Nahum Kim from Korea chose the same bag but took a more abstract and poetic approach in his whimsical painting Roman Stud Space. “I thought the stud details evoked a variety of emotions as if I was staring up at the stars. I wanted to express the mysterious, neat, but fancy stud detail as a star” Kim shares. “As soon as I came up with this idea, I naturally drew an image of a woman swinging in the universe in my mind.”

Meanwhile, French artist Alexis Ralaivo, who considers melding high fashion items into his work as part of his artistic style, also chose the same bag but in pink, for his painting La Clef. “I’ve always loved Giorgio de Chirico’s Vogue cover with the gloves and the little bag,” he explains. “Since I saw it, these items were in the back of my mind, and I was waiting for the right moment to paint one of them.” The result is a canvas filled with a subtle sensuousness, rich in its soft, buttery brushstrokes.

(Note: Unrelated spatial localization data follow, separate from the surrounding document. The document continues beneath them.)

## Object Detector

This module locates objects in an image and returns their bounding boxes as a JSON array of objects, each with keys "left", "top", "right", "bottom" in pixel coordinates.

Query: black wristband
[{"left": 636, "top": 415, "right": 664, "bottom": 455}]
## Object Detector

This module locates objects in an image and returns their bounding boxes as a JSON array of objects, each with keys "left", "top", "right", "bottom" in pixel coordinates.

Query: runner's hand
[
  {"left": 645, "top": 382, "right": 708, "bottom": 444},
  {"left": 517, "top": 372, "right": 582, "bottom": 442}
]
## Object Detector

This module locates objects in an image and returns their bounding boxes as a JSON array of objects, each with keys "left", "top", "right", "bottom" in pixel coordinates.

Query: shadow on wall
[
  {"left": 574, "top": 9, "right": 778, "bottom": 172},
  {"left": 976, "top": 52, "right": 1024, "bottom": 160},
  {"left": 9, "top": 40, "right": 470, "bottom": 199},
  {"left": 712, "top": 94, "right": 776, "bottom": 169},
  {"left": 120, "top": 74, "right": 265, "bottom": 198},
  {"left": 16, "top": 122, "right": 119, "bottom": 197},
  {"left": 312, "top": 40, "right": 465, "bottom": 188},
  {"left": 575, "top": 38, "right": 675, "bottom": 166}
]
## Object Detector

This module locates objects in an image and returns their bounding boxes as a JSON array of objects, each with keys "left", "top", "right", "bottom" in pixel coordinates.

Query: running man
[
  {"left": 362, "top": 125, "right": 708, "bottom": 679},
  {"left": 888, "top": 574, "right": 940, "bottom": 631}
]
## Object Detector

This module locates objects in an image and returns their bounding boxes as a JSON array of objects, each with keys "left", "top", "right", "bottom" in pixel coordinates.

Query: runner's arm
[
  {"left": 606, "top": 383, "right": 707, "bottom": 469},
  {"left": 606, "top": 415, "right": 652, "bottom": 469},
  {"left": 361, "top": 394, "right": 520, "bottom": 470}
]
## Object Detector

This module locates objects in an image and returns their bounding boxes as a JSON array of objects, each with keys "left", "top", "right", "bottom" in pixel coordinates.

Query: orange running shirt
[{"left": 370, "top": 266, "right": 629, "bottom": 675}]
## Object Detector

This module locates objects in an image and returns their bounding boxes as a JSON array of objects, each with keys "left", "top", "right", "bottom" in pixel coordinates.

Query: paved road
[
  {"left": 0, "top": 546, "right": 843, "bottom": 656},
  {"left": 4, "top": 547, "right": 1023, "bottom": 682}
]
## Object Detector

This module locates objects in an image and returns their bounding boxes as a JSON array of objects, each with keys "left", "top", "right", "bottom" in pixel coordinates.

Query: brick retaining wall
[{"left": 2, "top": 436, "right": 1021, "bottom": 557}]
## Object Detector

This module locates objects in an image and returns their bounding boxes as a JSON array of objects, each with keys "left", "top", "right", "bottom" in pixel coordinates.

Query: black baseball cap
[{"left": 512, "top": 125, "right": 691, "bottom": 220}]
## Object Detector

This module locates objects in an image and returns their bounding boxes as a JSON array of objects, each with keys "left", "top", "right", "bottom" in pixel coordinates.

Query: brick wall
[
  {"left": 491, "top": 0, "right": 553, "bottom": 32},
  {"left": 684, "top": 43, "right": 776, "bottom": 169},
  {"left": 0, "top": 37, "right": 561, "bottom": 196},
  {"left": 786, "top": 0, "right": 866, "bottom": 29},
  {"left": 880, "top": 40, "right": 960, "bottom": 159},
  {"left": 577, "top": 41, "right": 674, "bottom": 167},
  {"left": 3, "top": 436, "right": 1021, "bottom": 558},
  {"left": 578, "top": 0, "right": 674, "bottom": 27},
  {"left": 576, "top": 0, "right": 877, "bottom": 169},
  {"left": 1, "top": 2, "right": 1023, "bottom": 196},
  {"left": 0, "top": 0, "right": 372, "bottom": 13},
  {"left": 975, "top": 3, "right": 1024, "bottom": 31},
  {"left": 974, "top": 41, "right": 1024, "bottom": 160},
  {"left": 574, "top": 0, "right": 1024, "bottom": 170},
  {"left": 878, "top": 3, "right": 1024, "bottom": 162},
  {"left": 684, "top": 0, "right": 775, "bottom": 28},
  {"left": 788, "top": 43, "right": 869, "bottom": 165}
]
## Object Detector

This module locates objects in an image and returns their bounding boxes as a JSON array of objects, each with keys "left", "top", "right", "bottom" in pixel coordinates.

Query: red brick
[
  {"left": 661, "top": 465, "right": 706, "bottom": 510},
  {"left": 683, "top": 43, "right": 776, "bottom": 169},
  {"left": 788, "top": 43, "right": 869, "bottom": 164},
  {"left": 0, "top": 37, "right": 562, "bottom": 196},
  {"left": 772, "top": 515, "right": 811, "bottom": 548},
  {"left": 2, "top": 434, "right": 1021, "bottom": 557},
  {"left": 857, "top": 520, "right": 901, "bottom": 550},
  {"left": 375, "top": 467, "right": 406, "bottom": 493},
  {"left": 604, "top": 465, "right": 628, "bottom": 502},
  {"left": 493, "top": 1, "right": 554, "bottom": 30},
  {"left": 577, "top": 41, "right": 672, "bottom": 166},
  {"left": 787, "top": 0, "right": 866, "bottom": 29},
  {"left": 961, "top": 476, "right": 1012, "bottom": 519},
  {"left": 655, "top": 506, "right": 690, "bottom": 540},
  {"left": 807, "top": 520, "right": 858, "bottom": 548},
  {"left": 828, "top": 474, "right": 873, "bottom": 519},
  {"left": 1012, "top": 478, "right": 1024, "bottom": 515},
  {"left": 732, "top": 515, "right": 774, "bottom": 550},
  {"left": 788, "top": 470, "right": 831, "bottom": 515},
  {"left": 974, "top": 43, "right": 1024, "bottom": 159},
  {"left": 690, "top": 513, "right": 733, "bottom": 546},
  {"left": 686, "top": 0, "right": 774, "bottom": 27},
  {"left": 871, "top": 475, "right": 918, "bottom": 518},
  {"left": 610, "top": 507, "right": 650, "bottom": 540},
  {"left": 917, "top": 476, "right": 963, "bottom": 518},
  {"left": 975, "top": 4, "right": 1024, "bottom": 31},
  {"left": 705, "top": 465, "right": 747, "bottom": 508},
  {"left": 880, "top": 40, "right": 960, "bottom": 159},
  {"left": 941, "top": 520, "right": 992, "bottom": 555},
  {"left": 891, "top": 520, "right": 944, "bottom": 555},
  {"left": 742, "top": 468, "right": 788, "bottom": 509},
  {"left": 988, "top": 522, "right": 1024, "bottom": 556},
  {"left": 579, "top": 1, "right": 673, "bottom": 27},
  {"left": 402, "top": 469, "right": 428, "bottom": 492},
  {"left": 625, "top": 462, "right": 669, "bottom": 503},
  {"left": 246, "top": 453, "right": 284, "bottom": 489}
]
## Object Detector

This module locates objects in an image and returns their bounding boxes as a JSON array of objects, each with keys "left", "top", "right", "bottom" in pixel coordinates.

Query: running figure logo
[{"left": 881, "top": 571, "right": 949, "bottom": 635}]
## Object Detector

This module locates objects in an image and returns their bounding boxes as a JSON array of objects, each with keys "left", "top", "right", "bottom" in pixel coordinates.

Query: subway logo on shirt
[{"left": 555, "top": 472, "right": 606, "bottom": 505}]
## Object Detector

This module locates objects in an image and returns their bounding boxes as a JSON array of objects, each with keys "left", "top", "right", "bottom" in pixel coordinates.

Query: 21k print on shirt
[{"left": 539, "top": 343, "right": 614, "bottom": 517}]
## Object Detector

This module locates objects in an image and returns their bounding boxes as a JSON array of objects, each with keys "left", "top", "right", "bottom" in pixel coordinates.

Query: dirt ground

The Valentino Garavani Roman Stud Crochet bag, in a delicate ivory hue, is presented in Japanese artist lori Nagashima’s work entitled, contrasted against a rain-dark background. “I intentionally imagined everyday scenery in Japan, and it blended in with the work just as I expected,” he says.

Finally, Zhang Zihao from China took an alternative route, picking the Valentino Garavani Crochet sneakers instead, as they “evoked a sense of comfort.” His untitled diptych, with one canvas bathed in smoky charcoal and the other in a sweltering red, lets the shoes stand out amid a large swathe of color. Zhang’s process is one of spontaneity; he preaches unforced vitality and going with the flow as part of the creative process.

The overall campaign is an ode to how the materiality of high fashion accessories can provide a fitting focus for artistic inspiration. Fashion and art are both varied creative modes that can perform together on their respective stages of the canvas, street or runway.